Adversarial Complementary Learning for Weakly Supervised Object Localization (1804.06962v1)

Abstract: In this work, we propose Adversarial Complementary Learning (ACoL) to automatically localize integral objects of semantic interest with weak supervision. We first mathematically prove that class localization maps can be obtained by directly selecting the class-specific feature maps of the last convolutional layer, which paves a simple way to identify object regions. We then present a simple network architecture including two parallel-classifiers for object localization. Specifically, we leverage one classification branch to dynamically localize some discriminative object regions during the forward pass. Although it is usually responsive to sparse parts of the target objects, this classifier can drive the counterpart classifier to discover new and complementary object regions by erasing its discovered regions from the feature maps. With such an adversarial learning, the two parallel-classifiers are forced to leverage complementary object regions for classification and can finally generate integral object localization together. The merits of ACoL are mainly two-fold: 1) it can be trained in an end-to-end manner; 2) dynamically erasing enables the counterpart classifier to discover complementary object regions more effectively. We demonstrate the superiority of our ACoL approach in a variety of experiments. In particular, the Top-1 localization error rate on the ILSVRC dataset is 45.14%, which is the new state-of-the-art.

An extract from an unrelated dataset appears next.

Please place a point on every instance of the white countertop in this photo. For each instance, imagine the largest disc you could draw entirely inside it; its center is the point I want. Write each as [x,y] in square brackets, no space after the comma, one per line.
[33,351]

• The paper introduces the ACoL framework, a dual-branch approach that uses adversarial erasing to reveal complete object regions from image-level labels.
• The framework derives localization maps directly from final convolutional layer feature maps, eliminating the need for post-training steps.
• Experiments on ILSVRC and CUB-200-2011 demonstrate state-of-the-art performance with a Top-1 localization error rate of 45.14%.

Adversarial Complementary Learning for Weakly Supervised Object Localization

The paper introduces the Adversarial Complementary Learning (ACoL) framework, a novel method for weakly supervised object localization (WSOL), aiming to efficiently identify entire object regions using only image-level labels. This approach addresses common challenges in WSOL, specifically the reliance on limited, discriminative object parts for recognition, as seen in preceding methods such as Class Activation Mapping (CAM).

Methodological Insights

The ACoL framework is designed with simplicity and efficiency in mind. A key theoretical contribution is the proof that object localization maps can be derived directly from class-specific feature maps of the last convolutional layer, rather than requiring a separate step post-training. This insight is leveraged to facilitate the generation of localization maps within the forward pass of a model, thereby streamlining the process and enhancing integration with network architectures.

ACoL incorporates a dual-branch network architecture composed of two parallel classifiers tasked with complementary objectives. Classifier A targets discriminative object parts, which are then partially erased from the feature maps provided to Classifier B. This erasure forces Classifier B to explore complementary regions of the object, culminating in a more holistic object localization when the outputs of both classifiers are fused.

Empirical Results

In extensive experiments on the ILSVRC and CUB-200-2011 datasets, ACoL demonstrates state-of-the-art performance. Notably, it achieves a Top-1 localization error rate of 45.14% on the ILSVRC dataset, setting a new benchmark for weakly supervised methods. These results underscore the efficacy of the adversarial erasing mechanism in uncovering comprehensive object regions that might not be captured by traditional single-branch networks.

Theoretical and Practical Implications

The theoretical foundation laid by the paper simplifies the integration of object localization capabilities into existing deep learning architectures without incurring significant additional computational cost. Practically, this allows for the deployment of more efficient WSOL systems, reducing the dependency on labor-intensive bounding box annotations. This step towards more autonomous and adaptable object localization models aligns with trends seeking to minimize manual intervention in model training.

Future Directions

The research opens up avenues for exploring how adversarial networks can be employed to further improve weakly supervised tasks beyond object localization, such as semantic segmentation and action recognition. Investigating the integration of this approach with other advancements in network architectures, like those involving attention mechanisms or transformers, could yield further gains in model interpretability and accuracy.

Overall, the ACoL framework represents a significant advancement in weakly supervised learning, providing a robust, theoretically sound, and highly effective solution for object localization tasks.